Cloth
Strout writes, “What then? Troubled but feeling better-he was in the presence of someone, the bartender- Jack laid these thoughts out before him like a large piece of cloth. He understood that he was a seventy-four-year-old man who looks back at life and marvels that it unfolded as it did, who feels unbearable regret for all mistakes made.” Jack reflects about his marriage to Betsy and how his life would be if he had a son. Comparing his ruminations to a cloth depicts the expansiveness of his thoughts, especially those which concern the past life and are thorough and open.
“Blew our Chance”
Jack reckons, “Oh, Betsy, Betsy, Betsy, Betsy, we blew it - we blew our chance. He could not really pinpoint when, maybe because there had never been a chance. After all, she was she, and he was he.

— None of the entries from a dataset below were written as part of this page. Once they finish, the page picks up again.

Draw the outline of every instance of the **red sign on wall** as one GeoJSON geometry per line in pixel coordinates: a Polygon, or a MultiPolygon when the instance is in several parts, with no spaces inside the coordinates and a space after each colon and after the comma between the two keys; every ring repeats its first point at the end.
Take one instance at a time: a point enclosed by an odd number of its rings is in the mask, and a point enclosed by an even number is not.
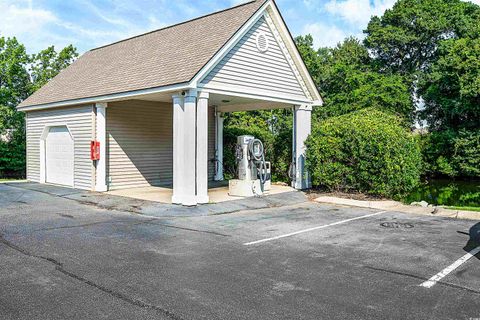
{"type": "Polygon", "coordinates": [[[100,142],[90,141],[90,159],[100,160],[100,142]]]}

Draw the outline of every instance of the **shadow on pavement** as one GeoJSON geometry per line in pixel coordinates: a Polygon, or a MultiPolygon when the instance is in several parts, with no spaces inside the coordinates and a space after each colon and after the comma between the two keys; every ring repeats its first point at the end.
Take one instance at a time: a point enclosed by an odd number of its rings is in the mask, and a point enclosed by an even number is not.
{"type": "MultiPolygon", "coordinates": [[[[468,240],[463,250],[470,252],[473,249],[480,246],[480,222],[473,225],[469,230],[470,239],[468,240]]],[[[475,257],[480,260],[480,253],[476,254],[475,257]]]]}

On their wedding night she had given herself, but not freely, as she had in the months before.” Jack reasons that he and Betsy contributed equally to the collapse of their love and matrimony; they all ruined their chances of a blissful ending. The 'blown chance' is a sign that it got to the point that they would not redeem their matrimony.
“Barnacle-covered whale”
Strout expounds, “Now Jack allowed his mind to go to Olive Kitteridge…They’d gone to dinner a few times, a concert; he had kissed her on the mouth…Like kissing a barnacle-covered whale.” A barnacle exemplifies the intimacy of the kiss. It was so powerful that Jack would not let go her lips immediately after the kissing. Consequently, the kiss was overwhelmingly powerful and memorable.